I later realized God had given me an opportunity to observe the truth in the parable of the farmer sewing seeds.  All of these students were being given the one Word who could unlock the gates of Hell to let them out, and yet, most of them . . . didn’t even know it.

I ache for them to know what they are missing.

He taught them many things in parables, and in His teaching He said to them:  “Listen! Consider the sower who went out to sow. As he sowed, this occurred: Some seed fell along the path, and the birds came and ate it up. Other seed fell on rocky ground where it didn’t have much soil, and it sprang up right away, since it didn’t have deep soil. When the sun came up, it was scorched, and since it didn’t have a root, it withered. Other seed fell among thorns, and the thorns came up and choked it, and it didn’t produce a crop.  Still others fell on good ground and produced a crop that increased 30, 60, and 100 times [what was sown].” Then He said, “Anyone who has ears to hear should listen!” (Mark 4:2-9, HCSB)
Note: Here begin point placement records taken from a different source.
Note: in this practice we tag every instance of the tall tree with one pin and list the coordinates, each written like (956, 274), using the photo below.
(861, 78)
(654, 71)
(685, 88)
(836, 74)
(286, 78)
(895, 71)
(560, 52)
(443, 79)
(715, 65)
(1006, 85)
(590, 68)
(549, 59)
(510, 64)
Then He said to them: “Do you not understand this parable? How then will you understand any of the parables? The sower sows the word. These are the ones along the path where the word is sown: when they hear, immediately Satan comes and takes away the word sown in them. And these are the ones sown on rocky ground: when they hear the word, immediately they receive it with joy.  But they have no root in themselves; they are short-lived. When affliction or persecution comes because of the word, they immediately stumble. Others are sown among thorns; these are the ones who hear the word, but the worries of this age, the seduction of wealth, and the desires for other things enter in and choke the word, and it becomes unfruitful. But the ones sown on good ground are those who hear the word, welcome it, and produce a crop: 30, 60, and 100 times [what was sown].” (Mark 4:13-20, HCSB)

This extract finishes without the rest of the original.